Your Fashion Week Hangover: Part 2

14 Sep

I am not going to lie to you folks: I have been a little underwhelmed by what’s been shown so far this year at fashion week. A lot of it seems messy and hastily thrown together. Now, don’t get me wrong. I like messy and hastily thrown together. I AM messy and hastily thrown together on the daily. But I am not showing at New York fashion week.  I am not being paid to provide fashions to the rich folks. And everything that I have seen so far has either been very white washed and neutral or the work of a cracked out hippie circa 1989.  And as much as I can abide by those things? I was hungry for more.

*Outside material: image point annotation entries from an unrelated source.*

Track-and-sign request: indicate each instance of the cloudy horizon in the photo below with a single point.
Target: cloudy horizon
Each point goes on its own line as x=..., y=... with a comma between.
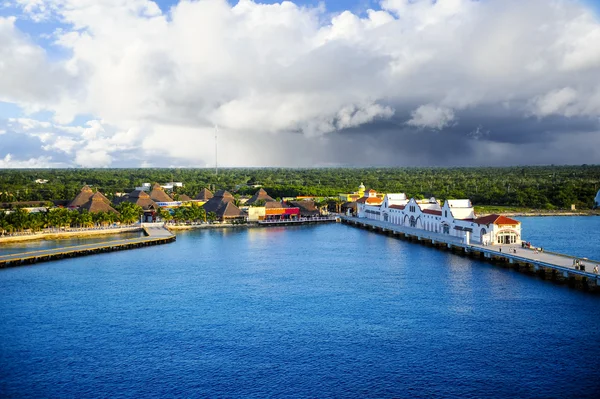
x=138, y=83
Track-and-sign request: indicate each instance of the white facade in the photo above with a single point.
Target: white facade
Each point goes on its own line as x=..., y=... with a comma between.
x=455, y=218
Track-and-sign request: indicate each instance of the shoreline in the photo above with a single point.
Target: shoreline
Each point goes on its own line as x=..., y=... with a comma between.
x=68, y=234
x=111, y=231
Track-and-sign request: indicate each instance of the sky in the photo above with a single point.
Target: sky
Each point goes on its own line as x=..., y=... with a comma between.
x=141, y=83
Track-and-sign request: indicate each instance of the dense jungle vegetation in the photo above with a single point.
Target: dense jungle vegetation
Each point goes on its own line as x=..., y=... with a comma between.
x=540, y=187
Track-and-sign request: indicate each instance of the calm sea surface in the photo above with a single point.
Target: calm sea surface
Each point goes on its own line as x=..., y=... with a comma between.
x=315, y=311
x=35, y=245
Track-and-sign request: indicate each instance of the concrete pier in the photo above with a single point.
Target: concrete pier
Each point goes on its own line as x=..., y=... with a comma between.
x=548, y=265
x=156, y=234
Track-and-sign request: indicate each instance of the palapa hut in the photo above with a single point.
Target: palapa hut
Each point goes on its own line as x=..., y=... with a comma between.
x=97, y=204
x=260, y=195
x=84, y=196
x=275, y=210
x=158, y=194
x=204, y=195
x=142, y=199
x=222, y=205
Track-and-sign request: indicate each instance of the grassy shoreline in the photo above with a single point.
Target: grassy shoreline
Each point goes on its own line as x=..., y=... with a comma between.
x=479, y=210
x=519, y=211
x=67, y=234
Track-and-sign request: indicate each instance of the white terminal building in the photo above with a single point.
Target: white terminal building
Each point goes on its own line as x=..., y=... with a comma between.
x=455, y=218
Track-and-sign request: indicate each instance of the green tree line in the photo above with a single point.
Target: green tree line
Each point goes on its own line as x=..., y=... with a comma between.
x=21, y=220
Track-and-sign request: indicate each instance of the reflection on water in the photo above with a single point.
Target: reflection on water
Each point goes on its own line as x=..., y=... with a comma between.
x=35, y=245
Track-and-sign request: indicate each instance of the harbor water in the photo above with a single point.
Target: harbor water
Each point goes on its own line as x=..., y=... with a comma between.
x=308, y=311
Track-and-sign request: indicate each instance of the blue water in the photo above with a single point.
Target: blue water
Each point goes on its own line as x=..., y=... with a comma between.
x=319, y=311
x=573, y=235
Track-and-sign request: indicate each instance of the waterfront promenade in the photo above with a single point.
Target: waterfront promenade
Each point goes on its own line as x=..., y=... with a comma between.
x=554, y=265
x=156, y=234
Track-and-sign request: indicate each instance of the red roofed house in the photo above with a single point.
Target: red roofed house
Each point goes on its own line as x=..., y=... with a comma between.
x=456, y=218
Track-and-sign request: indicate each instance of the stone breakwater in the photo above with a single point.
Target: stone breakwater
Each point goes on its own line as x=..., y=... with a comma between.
x=54, y=235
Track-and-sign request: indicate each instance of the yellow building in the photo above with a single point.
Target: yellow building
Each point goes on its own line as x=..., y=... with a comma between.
x=353, y=197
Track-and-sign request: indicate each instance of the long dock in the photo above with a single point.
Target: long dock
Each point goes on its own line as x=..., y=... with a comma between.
x=547, y=265
x=156, y=234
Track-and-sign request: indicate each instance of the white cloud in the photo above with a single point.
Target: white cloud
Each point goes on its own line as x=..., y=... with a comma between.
x=431, y=116
x=92, y=158
x=557, y=101
x=267, y=72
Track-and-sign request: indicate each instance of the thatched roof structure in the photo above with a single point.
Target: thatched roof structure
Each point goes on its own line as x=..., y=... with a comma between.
x=97, y=203
x=307, y=208
x=158, y=194
x=84, y=196
x=229, y=211
x=140, y=198
x=204, y=195
x=222, y=204
x=258, y=196
x=221, y=198
x=275, y=205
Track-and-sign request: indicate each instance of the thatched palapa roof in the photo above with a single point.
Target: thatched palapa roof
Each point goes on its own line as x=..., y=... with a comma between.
x=158, y=194
x=204, y=195
x=142, y=199
x=220, y=199
x=97, y=203
x=258, y=196
x=229, y=210
x=222, y=204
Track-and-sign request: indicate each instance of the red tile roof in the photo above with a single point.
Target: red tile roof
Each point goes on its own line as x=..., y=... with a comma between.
x=370, y=200
x=432, y=212
x=401, y=207
x=496, y=219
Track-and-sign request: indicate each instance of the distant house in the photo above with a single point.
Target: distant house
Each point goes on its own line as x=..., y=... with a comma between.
x=97, y=203
x=84, y=196
x=275, y=210
x=142, y=199
x=222, y=205
x=307, y=208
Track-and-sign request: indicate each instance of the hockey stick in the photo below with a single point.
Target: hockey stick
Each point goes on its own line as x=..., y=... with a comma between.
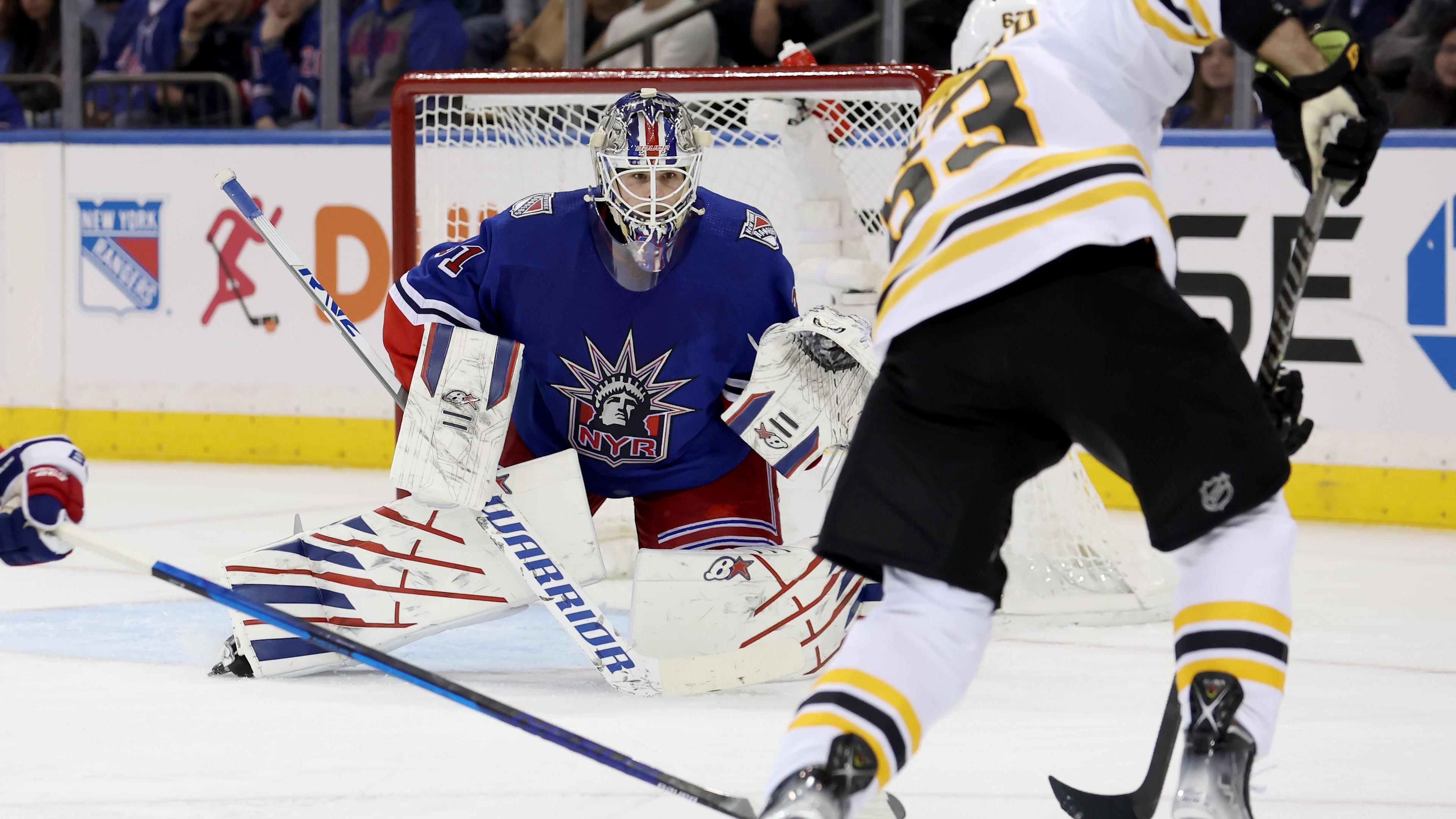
x=580, y=618
x=228, y=181
x=267, y=323
x=1144, y=802
x=397, y=668
x=1296, y=273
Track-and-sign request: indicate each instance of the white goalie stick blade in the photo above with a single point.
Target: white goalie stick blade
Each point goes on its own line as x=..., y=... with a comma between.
x=807, y=390
x=707, y=604
x=459, y=410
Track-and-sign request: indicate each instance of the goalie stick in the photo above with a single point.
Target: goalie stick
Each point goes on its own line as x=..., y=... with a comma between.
x=624, y=670
x=1142, y=803
x=85, y=540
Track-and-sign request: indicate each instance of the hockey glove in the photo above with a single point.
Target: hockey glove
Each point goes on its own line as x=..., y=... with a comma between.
x=1327, y=124
x=1285, y=406
x=47, y=477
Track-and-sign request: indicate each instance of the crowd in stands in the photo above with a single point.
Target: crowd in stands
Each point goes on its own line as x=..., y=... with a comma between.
x=1411, y=50
x=270, y=50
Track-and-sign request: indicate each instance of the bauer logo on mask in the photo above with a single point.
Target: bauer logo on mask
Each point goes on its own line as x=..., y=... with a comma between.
x=619, y=413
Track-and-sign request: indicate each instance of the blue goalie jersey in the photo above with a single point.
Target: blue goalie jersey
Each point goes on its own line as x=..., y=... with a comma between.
x=634, y=381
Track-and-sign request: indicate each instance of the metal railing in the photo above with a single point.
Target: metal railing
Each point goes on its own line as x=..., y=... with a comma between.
x=47, y=117
x=644, y=38
x=890, y=21
x=164, y=100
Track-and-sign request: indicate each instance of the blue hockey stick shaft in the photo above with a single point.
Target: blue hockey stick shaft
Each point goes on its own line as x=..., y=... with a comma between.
x=245, y=205
x=397, y=668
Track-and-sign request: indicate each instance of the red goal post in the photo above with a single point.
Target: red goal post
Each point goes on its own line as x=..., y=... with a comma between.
x=825, y=82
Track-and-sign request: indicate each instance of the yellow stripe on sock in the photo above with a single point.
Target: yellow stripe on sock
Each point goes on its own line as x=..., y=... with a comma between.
x=1234, y=610
x=884, y=691
x=811, y=719
x=1244, y=670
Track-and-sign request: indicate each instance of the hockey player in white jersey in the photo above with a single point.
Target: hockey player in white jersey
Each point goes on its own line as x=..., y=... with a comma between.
x=43, y=484
x=1026, y=228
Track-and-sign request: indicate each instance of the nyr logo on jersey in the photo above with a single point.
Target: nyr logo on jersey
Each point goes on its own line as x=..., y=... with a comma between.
x=619, y=413
x=533, y=205
x=756, y=226
x=118, y=270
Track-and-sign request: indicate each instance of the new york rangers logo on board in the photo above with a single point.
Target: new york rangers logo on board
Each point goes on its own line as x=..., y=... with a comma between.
x=758, y=228
x=120, y=261
x=533, y=205
x=619, y=413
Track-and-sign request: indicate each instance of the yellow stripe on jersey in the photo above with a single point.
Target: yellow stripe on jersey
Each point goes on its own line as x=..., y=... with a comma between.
x=1033, y=168
x=884, y=691
x=1235, y=610
x=985, y=238
x=1244, y=670
x=1168, y=28
x=811, y=719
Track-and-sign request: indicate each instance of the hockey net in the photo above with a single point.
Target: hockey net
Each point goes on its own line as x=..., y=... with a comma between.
x=814, y=151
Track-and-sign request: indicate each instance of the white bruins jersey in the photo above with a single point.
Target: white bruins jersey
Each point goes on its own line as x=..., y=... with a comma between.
x=1043, y=148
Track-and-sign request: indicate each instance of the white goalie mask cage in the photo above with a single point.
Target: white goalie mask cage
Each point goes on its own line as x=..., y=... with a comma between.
x=648, y=155
x=813, y=152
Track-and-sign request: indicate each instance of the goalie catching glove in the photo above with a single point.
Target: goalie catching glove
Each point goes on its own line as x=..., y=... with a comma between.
x=1327, y=124
x=809, y=385
x=46, y=482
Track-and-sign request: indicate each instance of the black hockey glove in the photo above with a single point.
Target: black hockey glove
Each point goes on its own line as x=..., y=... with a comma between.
x=1305, y=113
x=1285, y=406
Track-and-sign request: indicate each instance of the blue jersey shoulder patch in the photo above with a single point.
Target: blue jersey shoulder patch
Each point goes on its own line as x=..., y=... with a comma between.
x=532, y=206
x=758, y=228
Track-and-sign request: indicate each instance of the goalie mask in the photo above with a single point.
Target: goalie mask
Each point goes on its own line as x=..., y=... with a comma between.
x=647, y=157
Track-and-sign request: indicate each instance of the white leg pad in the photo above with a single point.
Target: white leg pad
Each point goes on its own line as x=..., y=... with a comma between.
x=407, y=570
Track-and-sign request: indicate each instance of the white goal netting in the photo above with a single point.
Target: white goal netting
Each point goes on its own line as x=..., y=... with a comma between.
x=817, y=164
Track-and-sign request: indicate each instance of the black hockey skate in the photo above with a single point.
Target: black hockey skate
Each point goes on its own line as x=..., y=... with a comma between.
x=232, y=662
x=1218, y=753
x=823, y=792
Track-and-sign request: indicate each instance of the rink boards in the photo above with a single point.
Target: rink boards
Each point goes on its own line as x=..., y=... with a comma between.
x=111, y=331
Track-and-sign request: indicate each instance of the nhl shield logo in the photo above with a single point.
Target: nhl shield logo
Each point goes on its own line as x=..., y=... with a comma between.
x=1216, y=493
x=118, y=256
x=619, y=413
x=756, y=226
x=533, y=205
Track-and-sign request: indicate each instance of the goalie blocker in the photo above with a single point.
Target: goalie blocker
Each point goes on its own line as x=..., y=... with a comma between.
x=950, y=435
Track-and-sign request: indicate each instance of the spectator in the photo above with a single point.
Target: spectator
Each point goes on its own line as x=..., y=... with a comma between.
x=1210, y=98
x=493, y=33
x=37, y=34
x=807, y=21
x=389, y=38
x=1429, y=100
x=216, y=37
x=691, y=43
x=101, y=17
x=6, y=44
x=286, y=63
x=1407, y=44
x=145, y=37
x=11, y=113
x=544, y=46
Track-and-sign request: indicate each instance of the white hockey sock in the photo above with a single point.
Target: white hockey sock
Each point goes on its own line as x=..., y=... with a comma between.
x=901, y=670
x=1234, y=611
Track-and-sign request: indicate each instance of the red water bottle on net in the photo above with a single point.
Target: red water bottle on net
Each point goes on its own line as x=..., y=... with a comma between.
x=830, y=111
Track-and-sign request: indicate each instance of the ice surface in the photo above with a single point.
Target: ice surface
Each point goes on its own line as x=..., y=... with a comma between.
x=105, y=709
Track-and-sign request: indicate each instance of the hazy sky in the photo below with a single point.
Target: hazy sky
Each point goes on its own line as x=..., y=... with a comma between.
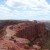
x=25, y=9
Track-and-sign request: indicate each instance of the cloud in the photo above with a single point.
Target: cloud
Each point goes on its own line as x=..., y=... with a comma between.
x=25, y=9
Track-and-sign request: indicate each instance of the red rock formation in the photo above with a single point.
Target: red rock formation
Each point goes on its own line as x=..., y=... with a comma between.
x=25, y=31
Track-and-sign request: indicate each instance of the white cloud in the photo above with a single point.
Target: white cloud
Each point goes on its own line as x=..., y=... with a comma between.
x=27, y=9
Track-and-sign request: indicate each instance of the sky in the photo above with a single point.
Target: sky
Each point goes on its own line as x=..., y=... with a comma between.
x=25, y=9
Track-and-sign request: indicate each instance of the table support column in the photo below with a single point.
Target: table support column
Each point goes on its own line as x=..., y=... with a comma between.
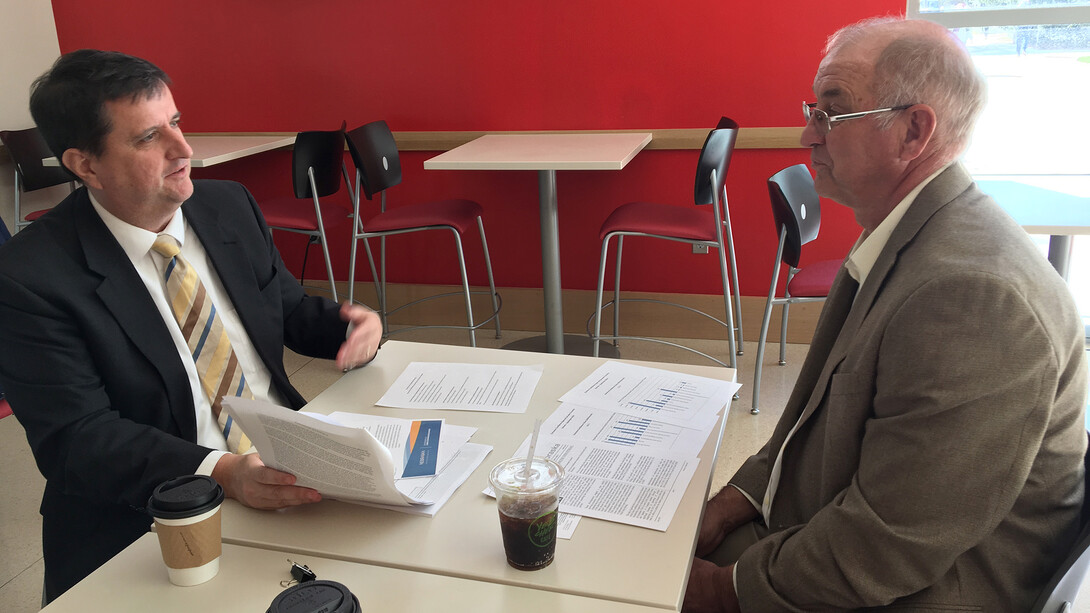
x=550, y=261
x=1060, y=253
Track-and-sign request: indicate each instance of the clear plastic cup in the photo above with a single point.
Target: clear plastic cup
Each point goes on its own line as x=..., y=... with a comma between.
x=528, y=509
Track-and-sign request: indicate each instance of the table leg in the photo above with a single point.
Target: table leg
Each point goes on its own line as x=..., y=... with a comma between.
x=550, y=261
x=1060, y=253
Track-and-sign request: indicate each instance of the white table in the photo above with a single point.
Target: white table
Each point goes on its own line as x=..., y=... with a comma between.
x=1056, y=205
x=250, y=578
x=209, y=149
x=546, y=154
x=604, y=560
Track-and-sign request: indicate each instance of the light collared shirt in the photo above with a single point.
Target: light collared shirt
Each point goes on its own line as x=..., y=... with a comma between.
x=150, y=266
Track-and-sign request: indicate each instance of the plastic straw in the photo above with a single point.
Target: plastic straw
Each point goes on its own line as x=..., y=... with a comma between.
x=533, y=447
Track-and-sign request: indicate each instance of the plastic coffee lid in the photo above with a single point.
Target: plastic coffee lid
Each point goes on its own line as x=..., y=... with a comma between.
x=184, y=496
x=508, y=475
x=315, y=597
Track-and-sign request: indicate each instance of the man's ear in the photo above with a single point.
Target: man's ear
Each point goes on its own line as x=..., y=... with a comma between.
x=921, y=129
x=82, y=165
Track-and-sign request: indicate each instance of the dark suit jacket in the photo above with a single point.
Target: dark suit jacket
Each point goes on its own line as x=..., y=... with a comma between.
x=92, y=373
x=937, y=465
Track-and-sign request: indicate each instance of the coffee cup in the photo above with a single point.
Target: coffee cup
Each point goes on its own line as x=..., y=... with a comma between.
x=188, y=521
x=528, y=502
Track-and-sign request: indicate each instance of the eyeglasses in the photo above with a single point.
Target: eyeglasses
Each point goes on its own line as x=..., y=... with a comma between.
x=824, y=122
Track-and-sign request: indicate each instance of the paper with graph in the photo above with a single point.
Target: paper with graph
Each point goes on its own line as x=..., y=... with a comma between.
x=681, y=399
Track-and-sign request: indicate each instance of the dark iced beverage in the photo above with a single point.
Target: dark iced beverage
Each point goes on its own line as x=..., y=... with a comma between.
x=528, y=509
x=529, y=529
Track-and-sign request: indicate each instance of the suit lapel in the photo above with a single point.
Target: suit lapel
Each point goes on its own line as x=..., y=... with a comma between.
x=124, y=296
x=231, y=262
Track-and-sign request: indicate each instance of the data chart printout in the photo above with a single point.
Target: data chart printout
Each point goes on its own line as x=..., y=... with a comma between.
x=585, y=423
x=673, y=397
x=470, y=387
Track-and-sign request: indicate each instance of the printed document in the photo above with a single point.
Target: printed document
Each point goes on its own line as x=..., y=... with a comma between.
x=602, y=425
x=470, y=387
x=342, y=463
x=628, y=485
x=397, y=434
x=681, y=399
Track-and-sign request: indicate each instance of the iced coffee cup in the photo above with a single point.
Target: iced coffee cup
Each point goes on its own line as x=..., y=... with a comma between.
x=186, y=518
x=528, y=503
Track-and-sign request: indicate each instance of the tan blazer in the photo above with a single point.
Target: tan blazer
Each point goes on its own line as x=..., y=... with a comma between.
x=939, y=460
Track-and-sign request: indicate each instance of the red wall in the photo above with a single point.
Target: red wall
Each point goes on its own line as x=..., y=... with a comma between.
x=282, y=65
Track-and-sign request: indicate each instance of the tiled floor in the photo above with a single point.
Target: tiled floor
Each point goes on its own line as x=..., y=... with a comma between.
x=21, y=566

And then there was Marc Jacobs. Oh Marc. I was in love with your work back in 2005. It was perfect for me at that time. The bright colors. The big buttons. The bold prints. But you kept on doing the same thing over. And over. And over. At some point I fell asleep and gave up on you ever showing up to the game again and designing for anything but adolescents. We were going our separate fashion ways. It was sad but necessary.

Until tonight. Oh Marc. You’re BACK! You’re back and YSL-ing it UP!! Oh happy day! Big Hair! Big Hats! Wide Leg Pants! Nip Slips! Sheer Fabrics! VOLUME VOLUME VOLUME! HUGE flowers! HUGER belts! Apparently Marc’s  inspiration was the 70s with a dash of 30s flapper (read: YSL at its best). But to me? It smacked of Grace Coddington….the hair was all Grace and the clothes and the colors and the movement and the shapes screamed “PUT ME IN AN EDITORIAL GRACE!! PUT ME IN FRONT OF A FAN AND SHOOT ME FOR VOGUE!” and I have a feeling we’ll all be seeing A LOT of the concepts Marc showed us in this collection this spring….the old school, Missoni style stripes, the ALMOST tacky 70s prints and the brilliantly juxtaposed bold, rich colors on sheer fabrics.

Finally! Something to look forward to for next spring.